Он нагибается и, не выпуская цепь, шарит своими ручищами в черной сумке.
— Шляешься по пивным со своей забулдыгой-тетушкой?
— Не суйся в чужие дела, Крыса. Бутылки тяжелые, а у нее больные ноги.
— Вот-вот, а бутылки-то с пивом. Она закупает понемножку в разных лавочках, чтобы люди не узнали, сколько всего она купила, но всем давно известно, что в ноги ей пиво ударяет.
— А зачем ей столько пива?
— Затем же, зачем и другим: чтобы влить себе отраву в мозги. Но чем больше пьешь, тем внутри кислее.

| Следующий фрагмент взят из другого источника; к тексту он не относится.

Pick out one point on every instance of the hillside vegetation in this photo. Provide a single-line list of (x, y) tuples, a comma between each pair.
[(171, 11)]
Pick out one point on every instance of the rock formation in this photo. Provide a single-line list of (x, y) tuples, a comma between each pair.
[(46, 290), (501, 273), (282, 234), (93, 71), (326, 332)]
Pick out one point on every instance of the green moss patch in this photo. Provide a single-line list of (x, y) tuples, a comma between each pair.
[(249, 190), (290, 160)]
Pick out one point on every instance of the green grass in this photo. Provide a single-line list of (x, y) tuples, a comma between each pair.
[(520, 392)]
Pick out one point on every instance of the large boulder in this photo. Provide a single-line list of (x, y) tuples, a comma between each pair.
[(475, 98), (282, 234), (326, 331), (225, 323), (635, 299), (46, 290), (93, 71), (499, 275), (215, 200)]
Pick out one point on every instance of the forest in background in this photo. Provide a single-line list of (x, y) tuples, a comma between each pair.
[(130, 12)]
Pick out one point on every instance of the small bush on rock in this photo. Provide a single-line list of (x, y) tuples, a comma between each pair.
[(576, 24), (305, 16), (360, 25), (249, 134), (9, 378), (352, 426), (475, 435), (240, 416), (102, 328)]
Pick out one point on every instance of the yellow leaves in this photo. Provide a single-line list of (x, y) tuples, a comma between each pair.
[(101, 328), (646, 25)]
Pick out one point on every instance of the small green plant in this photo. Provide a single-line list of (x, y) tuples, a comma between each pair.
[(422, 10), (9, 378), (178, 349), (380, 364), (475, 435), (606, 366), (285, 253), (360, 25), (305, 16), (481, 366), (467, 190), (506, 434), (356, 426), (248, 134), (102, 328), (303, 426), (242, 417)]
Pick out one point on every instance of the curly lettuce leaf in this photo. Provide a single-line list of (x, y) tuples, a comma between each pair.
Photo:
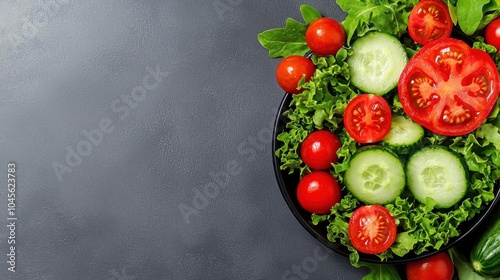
[(291, 40), (315, 107), (389, 16), (421, 227)]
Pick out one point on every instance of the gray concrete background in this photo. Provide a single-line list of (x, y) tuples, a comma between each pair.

— Так вот почему от нее так пахнет…
Крыса долго хрипит где-то наверху, но ему, видно, не больно: просто время от времени у него что-то подкатывает к горлу, и он пережидает, пока это пройдет. Свинцовый шарик висит неподвижно возле желтого сапога прямо у него перед глазами. Его взгляд скользит по цепи вверх, и он видит длинные девичьи пальцы, судорожно сжатые на груди, и потом лицо, белое как мел, окруженное длинными черными космами. Какой-то он весь длинный и корявый, как столбы на улице.
— Тебе не лучше, Гастон?
Смех Крысы бьет ему прямо в лицо, потому что тот вдруг присел на корточки и впился в него своими бледно-зелеными глазами.

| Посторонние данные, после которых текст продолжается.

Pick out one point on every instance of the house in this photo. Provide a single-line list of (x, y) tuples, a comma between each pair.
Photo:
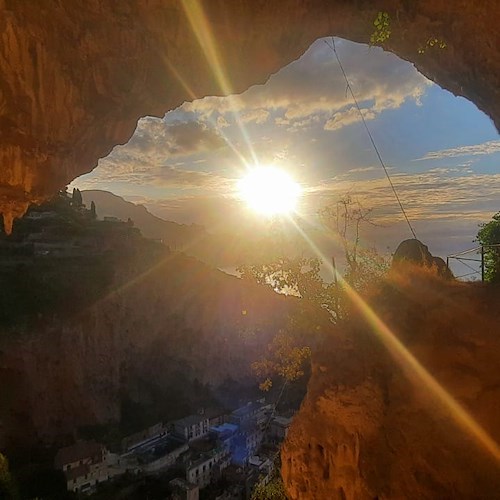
[(278, 429), (184, 490), (85, 465), (205, 467), (144, 437), (162, 455), (192, 427), (253, 412), (216, 416)]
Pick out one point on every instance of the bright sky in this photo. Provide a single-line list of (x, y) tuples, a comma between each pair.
[(443, 153)]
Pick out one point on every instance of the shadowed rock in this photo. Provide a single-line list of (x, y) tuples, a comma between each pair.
[(415, 252)]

— Никогда еще так хорошо не было. Весна! Кругом распускаются девушки с такими улыбками, что кажется, только бы и делал, что…
— Что делал, Крыса?
— Ах ты, петушок, за каменными стенами этому не учат. Что бы делал?.. Улыбки бы гасил, вот что.
— Мне не нравится, когда ты так говоришь. Даже не знаю, будем ли мы с тобой дружить.

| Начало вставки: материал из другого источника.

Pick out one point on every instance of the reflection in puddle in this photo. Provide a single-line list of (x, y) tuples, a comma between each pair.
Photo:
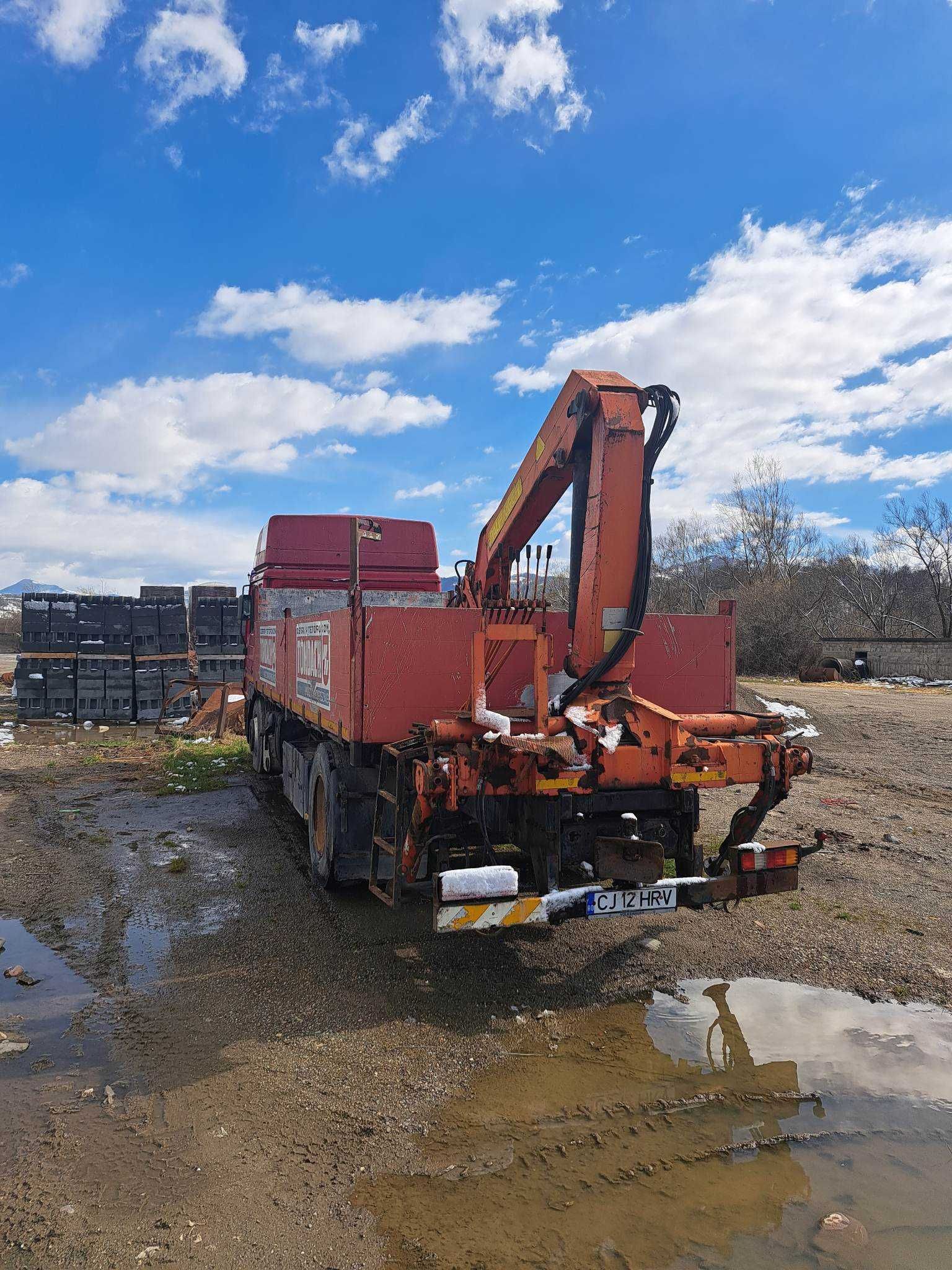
[(68, 1048), (715, 1133)]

— Может, тебе тетушки напели, что я не был другом Марселя…
— Ничего они мне не напели. Я сам додумался. Ты и на цветы злишься, и девушек не любишь.
— Сам додумался? Это я-то не люблю девушек?
— Да, ты. Ты стараешься сделать им зло, а они все терпят, потому что они добрые… а может, я ничего не понимаю. Мне неприятно видеть тебя с Изабеллой.
— И с Джейн тоже.
Смех опять потрескивает у Крысы в груди, как огонь в печке.
— Очень я тебя испугался! Новый петушок завелся в курятнике, нас, значит, теперь двое?
Он оглядывается на дверь, но из магазина не доносится даже звука голосов.
— Это бакалея Пеллетье. Запомни, пригодится.
— А мне-то что за дело. Ты командуешь Изабеллой, и она тебя слушается. А вид у нее такой гордый.
— Мне может понадобиться, чтобы ты запомнил эту бакалею. Будем делать с тобой большие дела.
— Нет, Крыса. Поначалу я думал, что ты станешь мне все объяснять, чего я не понимаю, потому что ты не по-настоящему взрослый, но ты меня еще хуже запутал… ты тоже злой, только по-другому.
— Слушай, старик, кажется, мой трамвай идет. Мы еще увидимся. Я не допущу, чтобы ты тут барахтался один, слишком уж ты беленький.
— Но я тебя все-таки люблю, из-за Марселя…
Он почти кричит, потому что узкая улица вдруг заполняется грохотом несущейся повозки.
— Посмотри на меня, я только что от врача. От врача, понимаешь! Весна. Проклятая весна! Этот врач решил накачать мне легкие воздухом, как шины. Так что на девушек мне недолго еще любоваться. Но уж я вам напоследок устрою такой спектакль, что только держись! Вот и все, привет!
Голос взлетает слишком высоко и срывается. Крыса резко встряхивает его за плечо, и глаза его что-то застилает, потом быстро вскакивает и прыгает на задок мольсоновской повозки, которая даже не притормаживает возле него.
В ту же минуту выходит тетка.
— Эй, старая! Можете не утруждаться, мы закинем вам бочонок по дороге!
Здоровенные откормленные битюги цокают подковами, бочонки наскакивают друг на друга, и длинная фигура Крысы на задке качается, как облетевшее дерево, готовое вот-вот надломиться.